江俊海跟着他们一起推,边推边抱怨,“我就说了,这车子没有皮卡好。”
方夫人:“……闭嘴!”
江俊海没有乖乖闭嘴,还给他们出主意,“要不,打电话叫我爸过来帮忙?车子栓条钢绳,他的皮卡在前面拉。有一次,村里有头牛掉进坑里,我爸就是这样将牛拉出来的。”
方先生:“……闭嘴!”
方宴坐在床上,呆呆地看着外面。
天空黑沉沉的,大雨哗啦啦下着,门口的梨树叶子在暴风雨中摇晃着,沙沙地响,院子里的月季也低下头,花瓣被打落在地上,有一种凄迷的美。
方宴想着,平常这时候,他在做什么呢,不是在练钢琴就是在上课吧。
他的每一天都很忙,除了上课外,还要挤出时间上私课,更不用说假期了,基本上从早学到晚,就没哪天是浪费的。
如果看到他在这里发呆看雨,养父母肯定会很生气他浪费时间吧?
不过现在他的爸爸换人了,看江俊海就知道他过得有多无忧无虑。
亲爸好像是放养孩子?
方宴往后一倒,整个人倒到铺着竹席的床上。
二楼有三个房间,一间是他爸的房间,一间是江俊海的房间,他亲爸没让动,一间是他现在住的,原来应该是一间客房。
现在是夏天,床上还有一条薄薄的被子,有阳光和洗衣粉的味道。
方宴想,估计亲爸在得知抱错孩子时,应该就打定主意让他回来了吧?
这个房间不小,不比他在省城别墅的房间小多少,毕竟农村的土地不值钱,房间怎么大怎么来。

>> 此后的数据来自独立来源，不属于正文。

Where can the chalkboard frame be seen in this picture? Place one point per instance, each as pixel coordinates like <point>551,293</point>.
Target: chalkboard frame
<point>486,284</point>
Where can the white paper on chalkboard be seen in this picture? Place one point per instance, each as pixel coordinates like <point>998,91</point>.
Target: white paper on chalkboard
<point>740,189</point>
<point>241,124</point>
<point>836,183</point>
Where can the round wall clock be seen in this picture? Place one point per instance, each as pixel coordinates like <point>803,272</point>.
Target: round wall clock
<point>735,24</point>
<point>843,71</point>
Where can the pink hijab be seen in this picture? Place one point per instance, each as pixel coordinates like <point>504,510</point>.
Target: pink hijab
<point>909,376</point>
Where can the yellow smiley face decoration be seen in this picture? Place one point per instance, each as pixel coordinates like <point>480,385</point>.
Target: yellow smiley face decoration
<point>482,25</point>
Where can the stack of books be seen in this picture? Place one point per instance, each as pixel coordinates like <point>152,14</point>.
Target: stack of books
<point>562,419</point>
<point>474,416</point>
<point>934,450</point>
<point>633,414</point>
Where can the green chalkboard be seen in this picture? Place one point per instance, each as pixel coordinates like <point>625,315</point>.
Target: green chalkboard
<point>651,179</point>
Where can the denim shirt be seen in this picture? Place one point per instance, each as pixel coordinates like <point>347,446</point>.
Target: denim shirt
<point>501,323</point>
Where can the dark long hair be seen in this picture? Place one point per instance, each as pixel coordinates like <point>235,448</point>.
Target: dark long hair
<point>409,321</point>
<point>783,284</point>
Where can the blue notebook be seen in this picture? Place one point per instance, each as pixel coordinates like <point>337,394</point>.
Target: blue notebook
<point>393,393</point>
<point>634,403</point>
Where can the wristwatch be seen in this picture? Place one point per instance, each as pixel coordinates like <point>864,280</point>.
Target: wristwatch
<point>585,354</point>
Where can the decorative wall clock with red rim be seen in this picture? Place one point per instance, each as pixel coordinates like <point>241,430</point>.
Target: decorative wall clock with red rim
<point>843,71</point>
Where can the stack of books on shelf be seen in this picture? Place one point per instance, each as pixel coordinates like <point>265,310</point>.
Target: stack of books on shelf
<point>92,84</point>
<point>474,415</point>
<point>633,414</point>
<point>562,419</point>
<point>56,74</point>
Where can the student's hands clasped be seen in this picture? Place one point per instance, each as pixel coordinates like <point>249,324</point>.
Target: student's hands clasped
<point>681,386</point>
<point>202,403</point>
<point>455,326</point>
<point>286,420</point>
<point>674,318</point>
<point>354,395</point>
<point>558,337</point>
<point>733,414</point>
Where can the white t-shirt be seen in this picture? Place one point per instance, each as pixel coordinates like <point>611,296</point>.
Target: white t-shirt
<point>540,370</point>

这张床是一米八的大床,和他之前睡的进口大床、连床柱都是精雕细琢的铜柱子不同,这就是一张朴素得不行的实木大床,唯一的相同点——大概都是挺结实的。
房间里还有一张书桌,一个小小的衣柜。
就这么点家具,越发的显得房间空荡荡的。
方宴不知道做什么,无聊地在床上滚了滚。
他忍不住想,为什么在养父母和亲爸争吵时,他不吭声呢?他明明可以像他爸妈说的那样,大吵大闹的,闹着要跟着养父母的。
他只能欺骗自己,他当时沉迷游戏中,没留意大人的争吵。
可当他沉下心来后,他却是明白的,中年的杀猪胖子看江俊海的眼神,仿佛在看什么宝贝一般。
而养父母看他的眼神,却是永远都是挑剔的、不满意的,不管他做得多好,都是应该的,要是做不到,那就是他不够优秀、不够努力。
为什么一个咋咋呼呼、一看没啥优点的孩子,他亲爸能当宝?
他这么拼命上进,凡事都努力做到第一,养父母却永远都不满意呢?
方宴忍不住将被子遮住自己的脸。
他才不是缺爱,他只是觉得乡下生活挺有意思的,反正……养父母说了,他要是在江家过得不开心,随时可以回去的。
方宴对自己说,养父母并没有抛弃他,他现在只是想换个生活方式。
这时,楼下响起开门的声音。
农村的铁门的声音非常响亮,连大雨声都没办法掩盖。
方宴起身,走出去。
“小宴,爸爸回来了。”穿着雨衣的江河从外面走进来,一边朝从楼上的亲儿子说,“爸爸先洗个澡就做饭,十五分钟后,你就下来吃晚饭。”
方宴问道:“您养的猪怎样?没被淋着吧。”
还未到金石村前,方宴就知道亲爸是名副其实的养猪佬,在村子里有个养猪场。刚才下雨,亲爸担心猪被淋到,特地过去看看。
江河道:“没事,只是淋了一点雨。”
原主养的都是一些土猪,直接放养的,平日那些猪漫山遍野地跑,肉质结实又鲜美,可是非常受城里人欢迎的。!